By Alec Matuszak
Arts & Entertainment Editor
Senior theater major Daniel George has been preparing his senior thesis for over a year, receiving some help along the way from advisors and professors to keep him on-task. The senior thesis, for theater majors, is not a lengthy essay, but rather a performance. Although he has only been rehearsing his performance for a week and a half, George “certainly feels the weight of the year-long process.”
George’s thesis performance will feature a “devised theater piece” which means that the “story and characters are created out of a specific kind of physical theatre and the dialogue is [pulled from other works].” George has compiled sections of Shakespeare and Samuel Beckett and merged them into “one cohesive play.” Each character in the play has his or her own unique way of appearing on stage. The goal is to correlate the “physical life” (person on stage) with the text. “It’s an intellectually challenging process, but I find it brings out really beautiful and provocative theatre,” George said.
The creation of the thesis may be a difficult and long task to achieve, but the acting process is what George enjoys the most. He doesn’t feel pressure like one might when being graded on test answers, per se. George explains, “Acting classes are much more about doing the acting work for your own fulfillment. It’s the idea that if you put in the work and go 100 percent with preparing and performing a scene…that in itself is honestly an A grade.”
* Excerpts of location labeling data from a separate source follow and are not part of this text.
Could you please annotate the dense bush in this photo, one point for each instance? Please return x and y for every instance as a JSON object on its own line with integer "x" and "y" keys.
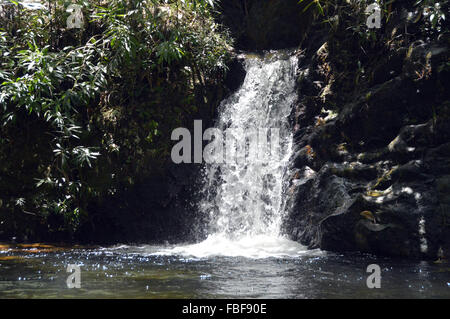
{"x": 85, "y": 112}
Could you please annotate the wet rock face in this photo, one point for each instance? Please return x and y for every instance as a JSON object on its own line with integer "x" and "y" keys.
{"x": 371, "y": 164}
{"x": 264, "y": 24}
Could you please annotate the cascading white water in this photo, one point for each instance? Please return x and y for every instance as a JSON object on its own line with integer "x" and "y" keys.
{"x": 244, "y": 199}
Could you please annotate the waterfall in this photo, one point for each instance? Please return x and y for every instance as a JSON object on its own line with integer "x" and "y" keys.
{"x": 244, "y": 198}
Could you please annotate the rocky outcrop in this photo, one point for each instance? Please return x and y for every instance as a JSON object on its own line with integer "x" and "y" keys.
{"x": 264, "y": 24}
{"x": 371, "y": 169}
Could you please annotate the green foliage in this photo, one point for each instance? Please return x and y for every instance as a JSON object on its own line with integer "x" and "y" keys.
{"x": 84, "y": 112}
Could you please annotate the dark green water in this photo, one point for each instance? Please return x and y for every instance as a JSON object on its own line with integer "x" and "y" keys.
{"x": 134, "y": 272}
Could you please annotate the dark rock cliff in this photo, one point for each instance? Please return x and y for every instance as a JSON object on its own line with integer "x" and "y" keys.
{"x": 371, "y": 169}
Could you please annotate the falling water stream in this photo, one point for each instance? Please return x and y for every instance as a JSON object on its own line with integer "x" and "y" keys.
{"x": 245, "y": 254}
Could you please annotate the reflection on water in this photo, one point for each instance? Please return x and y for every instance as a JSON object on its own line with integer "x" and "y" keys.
{"x": 137, "y": 272}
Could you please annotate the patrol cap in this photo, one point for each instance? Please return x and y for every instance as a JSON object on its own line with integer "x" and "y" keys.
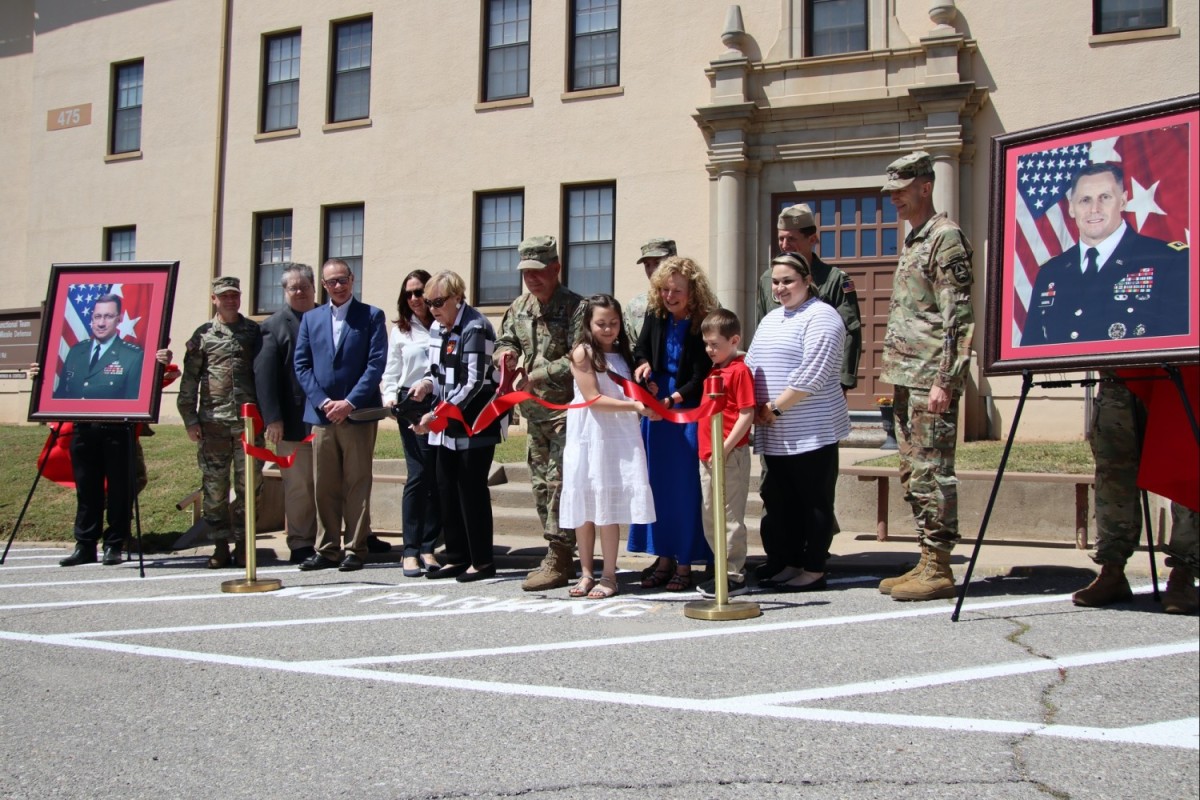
{"x": 905, "y": 169}
{"x": 796, "y": 217}
{"x": 658, "y": 248}
{"x": 226, "y": 283}
{"x": 538, "y": 252}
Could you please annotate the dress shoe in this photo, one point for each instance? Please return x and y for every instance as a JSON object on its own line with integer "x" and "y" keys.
{"x": 317, "y": 561}
{"x": 301, "y": 554}
{"x": 376, "y": 546}
{"x": 349, "y": 564}
{"x": 483, "y": 573}
{"x": 448, "y": 571}
{"x": 84, "y": 553}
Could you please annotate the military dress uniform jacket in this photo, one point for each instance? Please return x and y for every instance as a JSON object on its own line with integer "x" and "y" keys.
{"x": 930, "y": 322}
{"x": 835, "y": 288}
{"x": 1141, "y": 290}
{"x": 115, "y": 376}
{"x": 543, "y": 337}
{"x": 219, "y": 372}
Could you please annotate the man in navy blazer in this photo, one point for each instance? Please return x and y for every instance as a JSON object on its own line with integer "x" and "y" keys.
{"x": 341, "y": 352}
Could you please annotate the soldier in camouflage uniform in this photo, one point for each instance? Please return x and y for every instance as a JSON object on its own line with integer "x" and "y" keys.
{"x": 925, "y": 356}
{"x": 219, "y": 377}
{"x": 1119, "y": 423}
{"x": 537, "y": 334}
{"x": 653, "y": 252}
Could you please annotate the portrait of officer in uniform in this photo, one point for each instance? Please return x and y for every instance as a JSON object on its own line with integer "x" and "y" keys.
{"x": 105, "y": 366}
{"x": 1114, "y": 283}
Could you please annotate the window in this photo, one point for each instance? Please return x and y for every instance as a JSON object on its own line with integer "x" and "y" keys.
{"x": 507, "y": 60}
{"x": 499, "y": 224}
{"x": 1115, "y": 16}
{"x": 120, "y": 244}
{"x": 595, "y": 43}
{"x": 343, "y": 240}
{"x": 588, "y": 251}
{"x": 349, "y": 96}
{"x": 281, "y": 82}
{"x": 126, "y": 133}
{"x": 835, "y": 26}
{"x": 273, "y": 247}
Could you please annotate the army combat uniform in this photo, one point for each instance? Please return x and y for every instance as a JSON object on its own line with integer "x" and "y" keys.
{"x": 928, "y": 341}
{"x": 219, "y": 377}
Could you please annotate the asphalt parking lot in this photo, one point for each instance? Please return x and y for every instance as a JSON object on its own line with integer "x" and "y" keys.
{"x": 372, "y": 685}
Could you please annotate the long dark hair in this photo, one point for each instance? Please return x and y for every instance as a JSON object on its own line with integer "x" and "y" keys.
{"x": 402, "y": 307}
{"x": 621, "y": 347}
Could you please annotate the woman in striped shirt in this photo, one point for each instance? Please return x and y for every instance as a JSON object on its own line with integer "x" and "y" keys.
{"x": 796, "y": 361}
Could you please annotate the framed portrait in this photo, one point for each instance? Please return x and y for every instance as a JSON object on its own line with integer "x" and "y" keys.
{"x": 101, "y": 329}
{"x": 1090, "y": 258}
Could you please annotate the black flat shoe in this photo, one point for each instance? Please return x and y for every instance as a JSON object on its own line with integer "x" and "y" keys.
{"x": 469, "y": 577}
{"x": 448, "y": 571}
{"x": 317, "y": 561}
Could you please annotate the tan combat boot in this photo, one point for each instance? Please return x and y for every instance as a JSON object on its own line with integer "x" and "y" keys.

George plans to pursue a career in acting concentrating on plays written by Ancient Greeks and Shakespeare. George hopes that “many different walks of life see [his honors thesis]. It’s a story of otherness and the journey one goes on that makes them an other in a community,” George said. The thesis performance will be open to the public. Catch the performances on Mar 3 and Mar 4 at 8 p.m. with an additional performance on Mar 5 at 3 p.m.